Snow hissed against the window. The hospital moved in its mechanical intricacy behind the door. The three old friends were perched near Birdie, who lay pale and skinny from the neck down, though her face was unreal in its puffiness, as if covered by a floppy creature sucking on the bones of her skull. Only those darting blue-black eyes were hers.

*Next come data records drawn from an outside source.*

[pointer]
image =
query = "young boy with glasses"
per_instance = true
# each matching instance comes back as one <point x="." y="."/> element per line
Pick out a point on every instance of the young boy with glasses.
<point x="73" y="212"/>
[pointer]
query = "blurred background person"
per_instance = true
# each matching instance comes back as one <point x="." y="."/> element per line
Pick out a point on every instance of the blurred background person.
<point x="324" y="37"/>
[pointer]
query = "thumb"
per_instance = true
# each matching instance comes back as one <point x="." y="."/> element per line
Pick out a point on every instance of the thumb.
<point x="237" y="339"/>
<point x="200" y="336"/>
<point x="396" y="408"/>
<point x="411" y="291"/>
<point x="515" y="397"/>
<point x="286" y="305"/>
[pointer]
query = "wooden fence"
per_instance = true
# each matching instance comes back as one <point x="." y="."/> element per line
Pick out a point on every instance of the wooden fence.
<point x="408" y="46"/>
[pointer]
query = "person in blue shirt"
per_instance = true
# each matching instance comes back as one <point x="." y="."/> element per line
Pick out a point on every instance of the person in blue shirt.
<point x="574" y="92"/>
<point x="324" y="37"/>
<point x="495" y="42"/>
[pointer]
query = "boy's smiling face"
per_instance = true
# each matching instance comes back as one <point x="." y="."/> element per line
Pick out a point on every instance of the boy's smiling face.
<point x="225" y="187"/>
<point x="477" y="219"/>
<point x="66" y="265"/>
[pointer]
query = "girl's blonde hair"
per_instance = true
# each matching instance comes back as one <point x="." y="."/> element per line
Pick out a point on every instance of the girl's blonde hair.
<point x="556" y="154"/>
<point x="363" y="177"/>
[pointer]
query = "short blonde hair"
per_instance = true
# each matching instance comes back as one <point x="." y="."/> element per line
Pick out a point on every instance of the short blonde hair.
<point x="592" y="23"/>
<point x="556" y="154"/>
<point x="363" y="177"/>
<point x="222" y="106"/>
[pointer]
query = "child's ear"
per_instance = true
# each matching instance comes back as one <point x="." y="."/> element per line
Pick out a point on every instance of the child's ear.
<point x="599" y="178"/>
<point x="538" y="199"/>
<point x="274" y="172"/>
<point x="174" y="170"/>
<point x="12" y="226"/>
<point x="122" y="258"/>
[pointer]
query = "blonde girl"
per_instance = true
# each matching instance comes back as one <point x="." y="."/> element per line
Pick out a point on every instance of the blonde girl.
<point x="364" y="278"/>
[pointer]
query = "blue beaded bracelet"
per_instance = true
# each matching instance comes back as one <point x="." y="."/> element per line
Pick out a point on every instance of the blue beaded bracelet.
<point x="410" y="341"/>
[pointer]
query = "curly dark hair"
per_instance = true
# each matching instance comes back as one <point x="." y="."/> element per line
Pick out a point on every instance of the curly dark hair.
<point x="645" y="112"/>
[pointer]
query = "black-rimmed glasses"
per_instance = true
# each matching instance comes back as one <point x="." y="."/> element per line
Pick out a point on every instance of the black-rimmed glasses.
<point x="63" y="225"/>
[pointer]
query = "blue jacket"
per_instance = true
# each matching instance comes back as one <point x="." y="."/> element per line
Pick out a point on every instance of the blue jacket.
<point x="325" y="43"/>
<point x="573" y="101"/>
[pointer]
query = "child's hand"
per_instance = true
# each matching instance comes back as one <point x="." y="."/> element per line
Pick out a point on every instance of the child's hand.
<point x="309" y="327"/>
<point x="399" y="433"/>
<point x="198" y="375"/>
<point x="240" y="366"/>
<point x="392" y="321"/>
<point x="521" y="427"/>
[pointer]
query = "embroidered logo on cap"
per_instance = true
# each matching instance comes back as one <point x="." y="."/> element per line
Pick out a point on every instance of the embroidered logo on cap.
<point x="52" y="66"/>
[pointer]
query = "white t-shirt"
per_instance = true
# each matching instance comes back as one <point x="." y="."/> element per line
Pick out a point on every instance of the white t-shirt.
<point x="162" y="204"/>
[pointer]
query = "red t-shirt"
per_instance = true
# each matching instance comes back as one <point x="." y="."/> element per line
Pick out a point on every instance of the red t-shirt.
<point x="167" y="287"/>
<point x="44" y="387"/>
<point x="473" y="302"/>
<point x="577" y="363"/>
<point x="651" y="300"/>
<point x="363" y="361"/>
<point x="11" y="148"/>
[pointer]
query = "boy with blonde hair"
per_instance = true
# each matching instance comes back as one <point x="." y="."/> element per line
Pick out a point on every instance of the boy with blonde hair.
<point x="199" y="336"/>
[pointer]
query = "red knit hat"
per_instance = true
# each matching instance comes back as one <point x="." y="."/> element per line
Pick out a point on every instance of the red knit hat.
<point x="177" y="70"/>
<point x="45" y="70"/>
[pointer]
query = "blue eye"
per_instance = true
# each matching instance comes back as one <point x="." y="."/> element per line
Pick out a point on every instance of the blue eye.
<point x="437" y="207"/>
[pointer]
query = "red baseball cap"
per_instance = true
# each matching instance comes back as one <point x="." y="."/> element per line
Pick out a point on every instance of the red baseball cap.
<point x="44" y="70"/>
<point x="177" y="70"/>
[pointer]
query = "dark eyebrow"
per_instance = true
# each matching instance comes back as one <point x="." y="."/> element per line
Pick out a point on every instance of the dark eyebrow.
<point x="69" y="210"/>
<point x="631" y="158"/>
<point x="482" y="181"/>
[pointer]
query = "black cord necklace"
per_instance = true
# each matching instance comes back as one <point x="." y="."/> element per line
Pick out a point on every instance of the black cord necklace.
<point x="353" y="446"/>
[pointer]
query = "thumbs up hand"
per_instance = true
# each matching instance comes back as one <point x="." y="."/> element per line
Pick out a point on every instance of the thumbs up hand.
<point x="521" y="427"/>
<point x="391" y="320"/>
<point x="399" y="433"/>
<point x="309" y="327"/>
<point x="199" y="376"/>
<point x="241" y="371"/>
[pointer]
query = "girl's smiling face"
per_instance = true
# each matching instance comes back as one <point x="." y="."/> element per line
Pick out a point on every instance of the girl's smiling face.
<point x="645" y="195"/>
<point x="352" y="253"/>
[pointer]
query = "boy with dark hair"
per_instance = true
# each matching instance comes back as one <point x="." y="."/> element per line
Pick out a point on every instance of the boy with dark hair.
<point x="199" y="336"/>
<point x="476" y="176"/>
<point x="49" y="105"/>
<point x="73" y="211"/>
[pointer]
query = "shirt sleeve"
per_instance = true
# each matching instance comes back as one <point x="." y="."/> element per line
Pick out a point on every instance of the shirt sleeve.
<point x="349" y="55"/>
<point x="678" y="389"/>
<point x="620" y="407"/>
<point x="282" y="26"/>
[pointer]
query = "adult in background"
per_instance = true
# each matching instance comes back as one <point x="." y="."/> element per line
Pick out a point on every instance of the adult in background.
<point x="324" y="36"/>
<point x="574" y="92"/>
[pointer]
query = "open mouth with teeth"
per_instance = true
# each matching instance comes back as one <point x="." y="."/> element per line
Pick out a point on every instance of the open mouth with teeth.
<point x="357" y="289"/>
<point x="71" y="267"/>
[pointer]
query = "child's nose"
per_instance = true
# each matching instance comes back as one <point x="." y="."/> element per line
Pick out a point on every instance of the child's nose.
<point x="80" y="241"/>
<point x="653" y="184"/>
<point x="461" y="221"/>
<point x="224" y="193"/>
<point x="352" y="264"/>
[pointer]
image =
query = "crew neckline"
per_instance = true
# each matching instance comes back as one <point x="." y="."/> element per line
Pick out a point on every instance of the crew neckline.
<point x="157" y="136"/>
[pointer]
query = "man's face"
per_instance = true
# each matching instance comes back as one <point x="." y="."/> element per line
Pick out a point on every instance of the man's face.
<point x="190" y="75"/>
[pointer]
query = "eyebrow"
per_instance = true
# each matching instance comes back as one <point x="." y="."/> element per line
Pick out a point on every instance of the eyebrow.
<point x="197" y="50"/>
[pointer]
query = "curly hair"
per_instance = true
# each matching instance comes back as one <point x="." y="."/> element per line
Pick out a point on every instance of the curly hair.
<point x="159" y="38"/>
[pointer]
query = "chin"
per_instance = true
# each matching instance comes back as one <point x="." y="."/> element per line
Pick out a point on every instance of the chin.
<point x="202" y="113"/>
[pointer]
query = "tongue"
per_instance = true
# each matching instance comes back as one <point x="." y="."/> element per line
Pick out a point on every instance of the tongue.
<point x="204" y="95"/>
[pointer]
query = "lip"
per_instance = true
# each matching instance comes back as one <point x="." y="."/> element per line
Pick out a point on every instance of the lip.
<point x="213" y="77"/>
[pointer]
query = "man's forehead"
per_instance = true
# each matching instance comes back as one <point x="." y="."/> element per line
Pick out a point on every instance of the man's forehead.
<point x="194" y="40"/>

Melodie was now saying that the worst thing she had ever done was at an awful party she’d catered in the hills, just after some bigwig cornered her in the pantry and touched her under her skirt. I threw a bottle of olive oil at his head and burst out into the dining room, she said. And then I realized that I no longer had to take any of this shit, and that I was done trying to charm this room full of rich people, and for what? A nonspeaking part in a movie never released in theaters and a cruddy little efficiency with a rodent problem way out in Encino? No, thank you. So I stole a $20,000 mink out of the coatroom and took off. I don’t even feel bad, because I’m like, if you have $20,000 to park in a coatroom, you have $20,000 to throw away on me. And I still have it in my closet. I mean, it’s ugly as sin. But sometimes when I’m sad I get naked and wear it, fur side in, and I feel at peace with my life decisions for, like, a hot minute.